Por quê? Para entender, talvez seja bom se perguntar por que, desde os anos 1960, os hippies (herdeiros dos beats) eram também desprezados ou pior (como mostra Tarantino).

Alguém dirá que foi pelo uso das drogas, mas, naqueles anos, as drogas (sobretudo anfetaminas e barbitúricos misturados, mas também LSD, mescalina e maconha) já corriam soltas nas casas dos ricos e dos poderosos. 

Outros dirão que foi o sexo, explícito, livre e promíscuo. Luiz Felipe Pondé, nesta mesma página, um mês atrás, comentando o filme de Tarantino, foi nessa direção, imaginando que os hippies escandalizassem a América “adulta” com seus costumes, livres como a proposta de sexo oral por uma desconhecida que pediu carona.
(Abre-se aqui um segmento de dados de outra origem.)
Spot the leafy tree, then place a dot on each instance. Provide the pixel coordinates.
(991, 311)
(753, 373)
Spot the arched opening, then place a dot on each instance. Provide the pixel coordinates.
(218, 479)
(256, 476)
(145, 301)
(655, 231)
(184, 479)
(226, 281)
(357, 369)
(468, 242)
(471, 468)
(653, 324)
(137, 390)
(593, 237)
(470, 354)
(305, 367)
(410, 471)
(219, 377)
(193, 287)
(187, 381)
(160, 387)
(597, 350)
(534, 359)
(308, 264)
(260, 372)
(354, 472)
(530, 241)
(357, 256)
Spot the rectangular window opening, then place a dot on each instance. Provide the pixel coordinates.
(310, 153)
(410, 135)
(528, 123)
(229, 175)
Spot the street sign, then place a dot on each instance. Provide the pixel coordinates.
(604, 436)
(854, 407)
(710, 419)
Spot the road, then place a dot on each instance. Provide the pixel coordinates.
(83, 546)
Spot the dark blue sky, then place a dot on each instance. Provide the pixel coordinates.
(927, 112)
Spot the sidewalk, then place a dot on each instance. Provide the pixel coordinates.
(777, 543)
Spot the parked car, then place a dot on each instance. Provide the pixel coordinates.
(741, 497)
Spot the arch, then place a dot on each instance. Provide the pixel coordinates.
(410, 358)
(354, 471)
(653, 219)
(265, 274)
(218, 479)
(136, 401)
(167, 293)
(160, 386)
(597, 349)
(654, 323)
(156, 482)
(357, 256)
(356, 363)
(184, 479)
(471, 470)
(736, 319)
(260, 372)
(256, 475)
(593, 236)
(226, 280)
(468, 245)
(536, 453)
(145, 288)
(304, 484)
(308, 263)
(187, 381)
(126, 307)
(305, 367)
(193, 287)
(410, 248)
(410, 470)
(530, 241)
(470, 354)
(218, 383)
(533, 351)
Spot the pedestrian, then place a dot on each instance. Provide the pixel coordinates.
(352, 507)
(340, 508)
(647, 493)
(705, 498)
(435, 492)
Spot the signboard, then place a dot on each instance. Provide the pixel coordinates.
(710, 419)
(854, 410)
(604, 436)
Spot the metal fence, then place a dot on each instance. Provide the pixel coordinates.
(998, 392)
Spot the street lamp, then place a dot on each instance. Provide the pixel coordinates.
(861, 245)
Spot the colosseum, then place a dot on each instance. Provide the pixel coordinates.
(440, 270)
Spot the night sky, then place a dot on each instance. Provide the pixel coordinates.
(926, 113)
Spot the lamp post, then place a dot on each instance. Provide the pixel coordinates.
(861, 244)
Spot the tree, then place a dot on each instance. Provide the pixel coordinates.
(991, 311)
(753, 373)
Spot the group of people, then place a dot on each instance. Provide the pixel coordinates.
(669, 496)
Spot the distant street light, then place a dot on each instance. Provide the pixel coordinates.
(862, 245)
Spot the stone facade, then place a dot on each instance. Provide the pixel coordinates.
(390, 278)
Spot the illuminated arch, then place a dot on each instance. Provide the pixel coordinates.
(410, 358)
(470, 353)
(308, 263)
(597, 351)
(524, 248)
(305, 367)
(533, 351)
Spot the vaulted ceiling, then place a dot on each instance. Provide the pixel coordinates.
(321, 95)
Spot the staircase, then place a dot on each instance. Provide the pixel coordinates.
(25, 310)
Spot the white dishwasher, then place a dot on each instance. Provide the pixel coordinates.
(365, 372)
Talvez esses costumes “liberados” parecessem revolucionários nas áreas rurais do centro e do sul dos EUA. Mas, nas grandes cidades de costa a costa, em 1966, não precisava dos hippies para soltar o sexo de ninguém. As noitadas nas mansões angelinas, nos apês de San Francisco ou nos lofts do Village de Nova York podiam facilmente enrubescer um beat ou um hippie.

A liberação sexual dos anos 1960, pensando bem, foi uma bola de neve que vinha rolando desde o fim da Segunda Guerra Mundial. Talvez por razões darwinistas, depois de cada triunfo da morte, o mundo sempre se torna saudavelmente devasso, ao menos por um tempo.

“História de O” foi publicado na França em 1954. A festa na Factory de Andy Warhol começou em 1962. E, em 1966, existiam, em Los Angeles, saunas gays e hétero para sexo casual e promíscuo, que não tinham nada a ver com o movimento hippie.

Quando, em 1977, abriu Plato’s Retreat em Nova York, o primeiro clube de swing “oficial”,  frequentado pela classe média alta e por celebridades, os clientes não vieram de Woodstock.

Em suma, o que incomodava (e foi marcante) na onda beat e hippie não era a facilidade do sexo nem a das drogas. O que era, então?

Pois é, os militantes políticos europeus ou americanos diziam que os hippies eram cúmplices do “sistema” porque viviam graças às suas falhas. Ou seja, eram como pessoas que quisessem revolucionar a injusta produção e distribuição dos alimentos, mas se satisfizessem dos restos encontrados nas lixeiras dos restaurantes de luxo. De fato, os hippies viviam nas frestas. Por isso mesmo, em tese, não deveriam incomodar ninguém (salvo o Exército, que precisava de soldados para o Vietnã). Qual era, então, o escândalo?

Simples: os beats e os hippies não sonhavam com as coisas com as quais sonhava a imensa maioria da classe média americana e europeia: acumulação de patrimônio, consumo, ostentação…

Não tinham um projeto de sociedade para todos. Apenas tinham vontade de desejar diferente. E o fizeram, ou pelo menos tentaram. Não é pouco.